The only logical solution here is that even though the pain is intense enough to measure on the richter scale, it is somehow blocked from making a permanent impression on the brain.  I don’t think it’s tied only to the birth or even to just the woman.  I believe it extends through the entire adjustment period and to both parents.

We’ve lost a lot of sleep.  My wife has lost more than I have (I’m legally bound to say that, or she’ll be all like “You don’t even know what it is to lose sleep!  You just get up and change the baby then go back to bed…”).  The sleep loss starts to have a sort of bipolar effect on you after a while.  You get tired enough, and you’ll swing between railing about the way the towels are folded, to uncontrollable giggling fits about silly words like ‘Hoboken’.  The longer the sleep deprivation goes on, the more severe the effects become.  Everything starts to get on your nerves, from how loud the kids are breathing to how the dog keeps eyeing your peanut butter sandwich.

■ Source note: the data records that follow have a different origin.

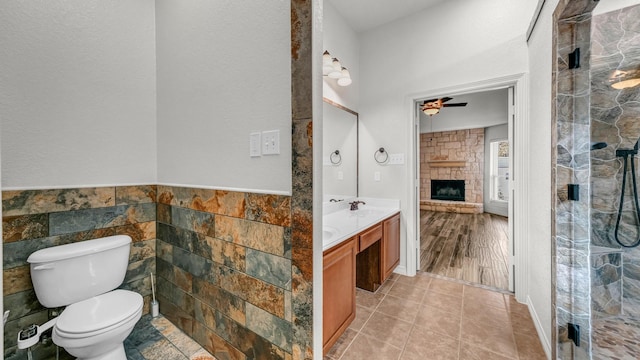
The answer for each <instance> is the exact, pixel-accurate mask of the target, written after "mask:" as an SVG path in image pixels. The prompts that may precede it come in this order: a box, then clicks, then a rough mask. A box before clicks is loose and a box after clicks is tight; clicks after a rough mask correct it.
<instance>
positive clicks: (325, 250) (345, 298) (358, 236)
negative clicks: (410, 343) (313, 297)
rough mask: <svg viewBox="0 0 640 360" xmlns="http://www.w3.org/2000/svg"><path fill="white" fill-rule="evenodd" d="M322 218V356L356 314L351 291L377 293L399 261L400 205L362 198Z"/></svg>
mask: <svg viewBox="0 0 640 360" xmlns="http://www.w3.org/2000/svg"><path fill="white" fill-rule="evenodd" d="M364 201H365V203H366V205H361V206H360V209H359V210H355V211H351V210H349V208H348V207H347V208H340V205H334V207H335V208H337V209H338V210H336V211H325V214H324V216H323V220H324V225H323V353H324V354H326V353H327V352H328V351H329V349H330V348H331V346H333V344H334V343H335V342H336V341H337V340H338V338H340V336H341V335H342V333H343V332H344V331H345V330H346V329H347V327H348V326H349V324H351V322H352V321H353V319H354V318H355V315H356V287H359V288H362V289H365V290H368V291H376V290H377V289H378V288H379V287H380V285H382V283H383V282H384V281H385V280H386V279H387V278H388V277H389V276H390V275H391V273H392V272H393V270H394V269H395V268H396V266H398V264H399V262H400V212H399V203H398V202H397V201H393V200H374V199H364Z"/></svg>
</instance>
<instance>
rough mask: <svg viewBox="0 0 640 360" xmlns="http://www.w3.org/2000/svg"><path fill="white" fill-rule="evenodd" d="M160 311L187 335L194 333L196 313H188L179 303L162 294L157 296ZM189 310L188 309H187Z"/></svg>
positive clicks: (163, 315)
mask: <svg viewBox="0 0 640 360" xmlns="http://www.w3.org/2000/svg"><path fill="white" fill-rule="evenodd" d="M157 299H158V302H159V308H160V313H161V314H162V315H163V316H164V317H166V318H167V319H168V320H169V321H171V322H172V323H173V324H174V325H175V326H177V327H178V328H179V329H180V330H182V331H183V332H184V333H185V334H186V335H187V336H191V335H192V334H193V324H194V322H195V320H194V314H193V313H188V312H187V311H185V309H183V308H182V307H180V306H179V305H177V304H174V303H173V302H171V301H170V300H169V299H167V298H165V297H164V296H163V295H162V294H158V296H157ZM187 310H188V309H187Z"/></svg>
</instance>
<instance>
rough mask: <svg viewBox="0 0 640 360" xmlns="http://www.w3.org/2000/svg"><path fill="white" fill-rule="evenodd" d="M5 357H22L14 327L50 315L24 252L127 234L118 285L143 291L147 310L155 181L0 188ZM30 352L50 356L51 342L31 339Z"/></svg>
mask: <svg viewBox="0 0 640 360" xmlns="http://www.w3.org/2000/svg"><path fill="white" fill-rule="evenodd" d="M2 215H3V218H2V231H3V233H2V239H3V244H2V245H3V255H4V258H3V280H4V293H3V299H4V310H10V311H11V313H10V316H9V321H8V322H7V326H6V327H5V329H4V330H5V332H4V335H5V336H4V350H5V352H4V358H5V359H26V358H27V354H26V350H17V347H16V338H17V334H18V331H19V330H20V329H22V328H24V327H26V326H27V325H30V324H42V323H44V322H46V321H47V320H49V315H48V310H47V309H45V308H43V307H42V306H41V305H40V303H39V302H38V299H37V298H36V295H35V292H34V290H33V286H32V283H31V277H30V272H29V265H28V263H27V262H26V260H27V257H28V256H29V255H30V254H31V253H32V252H34V251H36V250H39V249H43V248H47V247H51V246H56V245H62V244H68V243H73V242H78V241H83V240H88V239H94V238H98V237H103V236H111V235H116V234H126V235H129V236H131V238H132V240H133V244H132V246H131V254H130V257H129V267H128V270H127V274H126V277H125V280H124V283H123V284H122V286H121V288H124V289H128V290H132V291H136V292H138V293H140V294H141V295H143V297H144V302H145V306H144V310H143V312H144V313H148V312H149V301H150V298H151V281H150V277H149V273H150V272H154V273H155V267H156V186H155V185H145V186H116V187H97V188H75V189H53V190H22V191H20V190H18V191H3V192H2ZM32 349H33V350H34V357H35V358H37V359H48V358H53V357H55V346H52V345H49V346H44V345H36V346H34V347H33V348H32Z"/></svg>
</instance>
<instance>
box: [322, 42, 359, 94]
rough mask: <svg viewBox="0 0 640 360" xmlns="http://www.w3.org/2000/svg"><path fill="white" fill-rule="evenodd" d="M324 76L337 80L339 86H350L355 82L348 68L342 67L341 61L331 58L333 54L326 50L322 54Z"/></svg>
mask: <svg viewBox="0 0 640 360" xmlns="http://www.w3.org/2000/svg"><path fill="white" fill-rule="evenodd" d="M322 75H323V76H327V77H329V78H331V79H336V81H337V83H338V85H340V86H348V85H351V83H352V82H353V81H352V80H351V74H349V70H347V68H346V67H344V66H342V64H341V63H340V60H338V59H337V58H334V57H332V56H331V54H330V53H329V52H328V51H326V50H325V52H324V53H323V54H322Z"/></svg>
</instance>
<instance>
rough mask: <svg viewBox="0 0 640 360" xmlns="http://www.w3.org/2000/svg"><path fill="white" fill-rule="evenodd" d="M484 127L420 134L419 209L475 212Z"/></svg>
mask: <svg viewBox="0 0 640 360" xmlns="http://www.w3.org/2000/svg"><path fill="white" fill-rule="evenodd" d="M483 182H484V129H483V128H480V129H466V130H456V131H442V132H433V133H424V134H420V209H422V210H431V211H441V212H456V213H465V214H479V213H482V212H483V211H484V206H483V196H484V195H483Z"/></svg>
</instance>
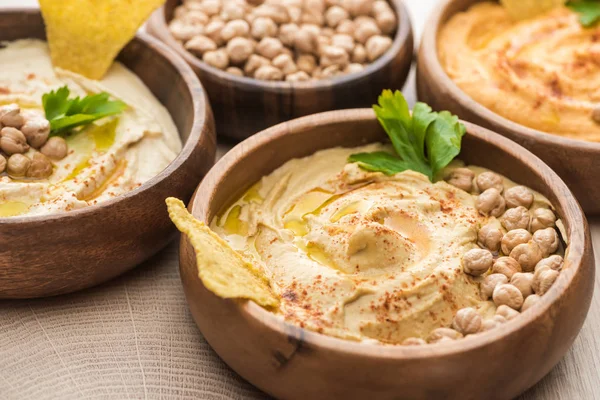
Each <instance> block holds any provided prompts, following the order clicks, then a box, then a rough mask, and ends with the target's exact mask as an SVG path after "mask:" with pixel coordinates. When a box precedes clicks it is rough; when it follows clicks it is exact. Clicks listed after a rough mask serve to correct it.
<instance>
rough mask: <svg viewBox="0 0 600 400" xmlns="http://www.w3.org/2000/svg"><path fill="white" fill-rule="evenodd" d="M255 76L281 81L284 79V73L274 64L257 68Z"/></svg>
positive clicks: (259, 78)
mask: <svg viewBox="0 0 600 400" xmlns="http://www.w3.org/2000/svg"><path fill="white" fill-rule="evenodd" d="M254 77H255V78H256V79H260V80H263V81H280V80H282V79H283V73H282V72H281V70H279V69H277V68H275V67H273V66H272V65H263V66H262V67H260V68H258V69H257V70H256V72H255V73H254Z"/></svg>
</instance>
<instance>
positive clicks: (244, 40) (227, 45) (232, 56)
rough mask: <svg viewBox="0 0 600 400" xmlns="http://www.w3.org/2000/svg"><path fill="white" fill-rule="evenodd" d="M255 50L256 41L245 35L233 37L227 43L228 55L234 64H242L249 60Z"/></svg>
mask: <svg viewBox="0 0 600 400" xmlns="http://www.w3.org/2000/svg"><path fill="white" fill-rule="evenodd" d="M253 52H254V42H253V41H251V40H250V39H247V38H244V37H236V38H233V39H231V40H230V41H229V43H227V55H228V56H229V61H230V62H231V63H233V64H241V63H243V62H245V61H246V60H248V58H249V57H250V56H251V55H252V53H253Z"/></svg>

Eventually, the child does sleep through the night, you get some good rest, and everyone starts to get adjusted to the new norm around the house.  Somehow, memories of those stressed and strained times just simply fade away.  You remember that it was rough, but none of the gory details about how rough it really was.

To be fair, there is an alternative to the whole “mind erasing” theory.  It would be that the rewards of a precious new little life so outweighs the struggles that they simply pale in comparison.  But that’s just silly.  A Divine Conspiracy is so much cooler to think about.